Une autre expérience sociale menée par le psychologue Brad Bushman en 1984 tient compte également de l’influence de l’uniforme. Il s’agissait de tester des passants dans la rue afin de voir leur réaction face à une demande absurde. Un jeune homme de 23 se tenait debout près d’un parcmètre en faisant semblant de chercher de la monnaie dans ses poches. Un autre homme arrêtait les passants en leur disant « Cette personne garée près du parcmètre n’a pas de monnaie. Donnez-lui une pièce de cinq centimes. ». L’homme qui arrêtait les passants l’a fait habillé de 3 façons différentes : comme un mendiant, comme un cadre ou avec un uniforme de pompier. Habillé comme un mendiant, 44% des gens donnaient une pièce à son compère près du parcmètre, 50% donnaient quand il était habillé en costume de cadre et 82% donnaient quand il était en uniforme de pompier. Plus intéressant encore, dans le cas où il était habillé en pompier, ceux qui n’avaient pas de monnaie s’excusaient de ne pas avoir.

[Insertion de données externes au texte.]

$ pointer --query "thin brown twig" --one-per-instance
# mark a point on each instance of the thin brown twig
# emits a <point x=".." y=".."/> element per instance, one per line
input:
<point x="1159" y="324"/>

Expérience supplémentaire menée par Stanley Milgram : un scientifique en blouse blanche ordonnait à des individus d’infliger des chocs électriques douloureux à des complices de l’expérience dans un contexte d’un essai sur la mémoire.

Les résultats étaient effrayants car ils mettaient en évidence le poids de l’autorité représentée par la blouse. Au début les individus étaient pour la majorité réticents à devoir torturer quelqu’un. Mais il suffisait à l’expérimentateur de dire des phrases comme « vous devez continuer » ou « il faut continuer » ou « continuez » ou « l’expérience veut que vous poursuiviez », pour qu’ils administrent des chocs électriques.

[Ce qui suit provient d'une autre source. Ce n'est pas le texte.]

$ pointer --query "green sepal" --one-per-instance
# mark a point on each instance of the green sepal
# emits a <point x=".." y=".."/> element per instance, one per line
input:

Ils ne se voyaient plus comme les acteurs de ces actes, mais comme des agents exécutant la volonté d’autrui. Ils faisaient un acte contraire à leur morale et contre leurs convictions en se justifiant par la responsabilité de l’autorité. Cette expérience a été plusieurs fois reproduite dans de nombreux pays et les résultats sont toujours les mêmes.

Le statut social est la principale classification que laisse supposer l’apparence vestimentaire. Nous sommes tellement conditionnés face à la symbolique attachée à l’uniforme que nous réagissons par une obéissance automatique, sans se poser de questions sur la demande du porteur de l’uniforme. On s’incline.

Le pouvoir est une notion due aux institutions publiques et privées qui imposent des rapports sociaux. La société nous inculque un profond respect de l’autorité en nous habituant à obéir et à recevoir des récompenses dès notre plus jeune âge.

Comment s’en libérer ? Comment briser les codes pour construire un imaginaire collectif moins stéréotypé ? Evitons autant que possible de porter l’uniforme valorisant ou dévalorisant par exemple et ayons conscience du pouvoir du costume. Alors, tombez la cravate et restez lucide.

Un commentaire sur “L’IMPACT des FRINGUES – Sois pas si bêêête #6

  1. Je suis une femme sans cravate, la plupart du temps en jeans. Mais quand ça me convient en jupette et robette, et je suis persuadée que l’autorité de l’intelligence est la plus forte.